La cultura francesa llega a Cuba

Después de la revolución independentista de la isla vecina de Haití, que era una colonia francesa, se presentó una gran migración franco antillana a la isla de Cuba.  Con los colones franceses llegó  la siembra masiva del café, que se dio de maravilla en el clima caribeño.

La importancia del café se vuelve tan grande en cuba, que pronto comienzan a aparecer los conocidos locales de “café” y en cuestión de una década desplaza al chocolate como bebida nacional.  Con los años se convierte en un integrante de la canasta básica del cubano, quien toma el café negro y cargado, o en su defecto, con leche.

 

Industrialización de la comida cubana

A partir de 1945 comienzan a llegar a Cuba tecnologías que les permiten conservar y preparar los alimentos de formas más modernas,  como los refrigeradores, los equipos eléctricos, la olla a presión, y demás implementos industriales para panadería y repostería.  En esta misma época surgen las llamadas cafeterías y blue plates, influenciadas por la gastronomía francesa, en las que era común encontrar productos nuevos como frutas en almíbar, compotas francesas y demás platillos de elaboración europea.  Sin embargo, más adelante, esta abundancia atraviesa por un periodo de crisis después de la revolución cubana.

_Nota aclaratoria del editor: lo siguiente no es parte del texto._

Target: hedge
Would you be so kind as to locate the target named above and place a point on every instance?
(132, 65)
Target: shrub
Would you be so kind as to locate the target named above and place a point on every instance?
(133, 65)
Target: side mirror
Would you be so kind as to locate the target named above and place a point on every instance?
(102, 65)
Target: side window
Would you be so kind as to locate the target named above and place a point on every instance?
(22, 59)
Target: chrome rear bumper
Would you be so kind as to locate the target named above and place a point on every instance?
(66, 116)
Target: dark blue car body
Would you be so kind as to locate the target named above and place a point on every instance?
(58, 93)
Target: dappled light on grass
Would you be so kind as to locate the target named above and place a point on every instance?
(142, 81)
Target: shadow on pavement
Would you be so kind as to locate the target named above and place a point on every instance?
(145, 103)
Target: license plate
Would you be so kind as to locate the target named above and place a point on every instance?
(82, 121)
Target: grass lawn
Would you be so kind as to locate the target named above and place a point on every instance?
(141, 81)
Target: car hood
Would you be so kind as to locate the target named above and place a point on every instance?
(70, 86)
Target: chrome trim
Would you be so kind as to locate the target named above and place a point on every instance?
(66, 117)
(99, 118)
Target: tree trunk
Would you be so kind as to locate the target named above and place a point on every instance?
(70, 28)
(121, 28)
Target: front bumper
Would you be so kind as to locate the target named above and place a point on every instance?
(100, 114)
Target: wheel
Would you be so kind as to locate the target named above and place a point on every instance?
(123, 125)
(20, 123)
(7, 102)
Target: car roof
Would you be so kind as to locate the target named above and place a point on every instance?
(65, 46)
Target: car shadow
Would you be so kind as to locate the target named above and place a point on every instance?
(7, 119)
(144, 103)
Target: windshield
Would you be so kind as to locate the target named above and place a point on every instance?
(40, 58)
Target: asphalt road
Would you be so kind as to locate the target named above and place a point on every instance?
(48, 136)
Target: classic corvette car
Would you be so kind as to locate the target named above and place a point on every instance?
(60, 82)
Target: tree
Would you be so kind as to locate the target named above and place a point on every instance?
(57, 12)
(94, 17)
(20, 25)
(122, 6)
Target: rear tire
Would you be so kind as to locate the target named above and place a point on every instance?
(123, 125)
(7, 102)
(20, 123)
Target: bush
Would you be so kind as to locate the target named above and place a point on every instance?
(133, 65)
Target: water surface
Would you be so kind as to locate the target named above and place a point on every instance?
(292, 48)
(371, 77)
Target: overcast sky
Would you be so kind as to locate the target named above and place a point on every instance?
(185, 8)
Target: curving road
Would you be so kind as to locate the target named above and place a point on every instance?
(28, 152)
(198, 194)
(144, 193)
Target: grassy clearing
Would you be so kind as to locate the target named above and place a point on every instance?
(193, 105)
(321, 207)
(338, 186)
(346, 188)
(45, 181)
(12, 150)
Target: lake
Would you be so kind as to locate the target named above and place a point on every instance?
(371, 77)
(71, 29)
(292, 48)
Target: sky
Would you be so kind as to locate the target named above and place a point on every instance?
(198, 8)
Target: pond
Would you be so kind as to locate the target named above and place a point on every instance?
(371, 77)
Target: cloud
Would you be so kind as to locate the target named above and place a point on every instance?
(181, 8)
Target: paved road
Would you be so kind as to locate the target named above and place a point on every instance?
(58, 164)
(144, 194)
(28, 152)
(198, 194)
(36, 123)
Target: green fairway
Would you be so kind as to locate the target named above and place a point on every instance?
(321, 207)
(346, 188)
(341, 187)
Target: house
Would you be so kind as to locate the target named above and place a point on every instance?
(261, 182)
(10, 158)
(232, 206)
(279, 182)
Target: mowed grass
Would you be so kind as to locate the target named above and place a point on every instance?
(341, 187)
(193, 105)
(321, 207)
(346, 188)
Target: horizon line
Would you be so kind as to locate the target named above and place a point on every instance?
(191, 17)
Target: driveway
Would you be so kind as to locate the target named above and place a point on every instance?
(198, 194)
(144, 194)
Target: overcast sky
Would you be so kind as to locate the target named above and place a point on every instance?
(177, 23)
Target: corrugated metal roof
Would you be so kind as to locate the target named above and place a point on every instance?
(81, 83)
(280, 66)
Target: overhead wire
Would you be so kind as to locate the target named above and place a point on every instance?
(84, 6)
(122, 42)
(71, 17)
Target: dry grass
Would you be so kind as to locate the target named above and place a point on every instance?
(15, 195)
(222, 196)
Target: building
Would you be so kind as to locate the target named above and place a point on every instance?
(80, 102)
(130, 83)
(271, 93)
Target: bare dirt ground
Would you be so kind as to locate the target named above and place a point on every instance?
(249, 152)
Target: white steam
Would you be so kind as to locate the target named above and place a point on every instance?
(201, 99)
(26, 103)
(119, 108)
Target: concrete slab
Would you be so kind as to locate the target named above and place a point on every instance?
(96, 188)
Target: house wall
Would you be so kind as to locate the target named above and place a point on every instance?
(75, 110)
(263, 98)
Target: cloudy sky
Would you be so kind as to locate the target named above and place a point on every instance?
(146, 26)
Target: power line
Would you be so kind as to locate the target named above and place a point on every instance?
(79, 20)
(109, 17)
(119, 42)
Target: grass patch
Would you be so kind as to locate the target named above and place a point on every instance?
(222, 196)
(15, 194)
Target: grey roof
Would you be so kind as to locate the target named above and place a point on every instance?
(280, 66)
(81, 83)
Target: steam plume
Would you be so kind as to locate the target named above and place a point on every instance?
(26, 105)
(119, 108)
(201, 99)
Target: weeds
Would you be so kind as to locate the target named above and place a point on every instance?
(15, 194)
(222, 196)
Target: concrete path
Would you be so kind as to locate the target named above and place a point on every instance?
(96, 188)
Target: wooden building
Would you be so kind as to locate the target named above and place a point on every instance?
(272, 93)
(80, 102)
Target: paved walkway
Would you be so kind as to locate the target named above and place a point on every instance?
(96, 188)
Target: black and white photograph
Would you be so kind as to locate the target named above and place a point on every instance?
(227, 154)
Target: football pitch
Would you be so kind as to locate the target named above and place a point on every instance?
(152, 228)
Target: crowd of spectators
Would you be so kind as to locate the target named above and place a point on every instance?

En esta época, denominada “periodo especial”,  dado el bloqueo económico, no llegan a la isla muchos de los alimentos europeos que se habían puesto de moda y se popularizan las conservas y la comida de estilo italiano, que por ser abundante en masa y carbohidratos paliaba un poco el déficit alimenticio al que estaba sometidos los cubanos. Lasañas, pizzas, canelones y pastas, por su bajo costo comenzaron a popularizarse en las cocinas de cada hogar y en los puestos y locales de comida.

 

El desarrollo de la Alta gastronomía Cubana

A inicios del siglo pasado, la gran influencia  de la cultura francesa que experimentó América provocó un cambio en la gastronomía cubana, misma en su momento adoptó con entusiasmo las nuevas técnicas culinarias que llegaban desde un país europeo distinto a España. Adicionalmente, la clase alta de cuba, una vez madurado su sentimiento de autonomía, comenzó a querer diferenciarse de nuevo de las clases bajas y para ello una de las estrategias lógicas era crear una nueva cocina que los identificara como gente pudiente.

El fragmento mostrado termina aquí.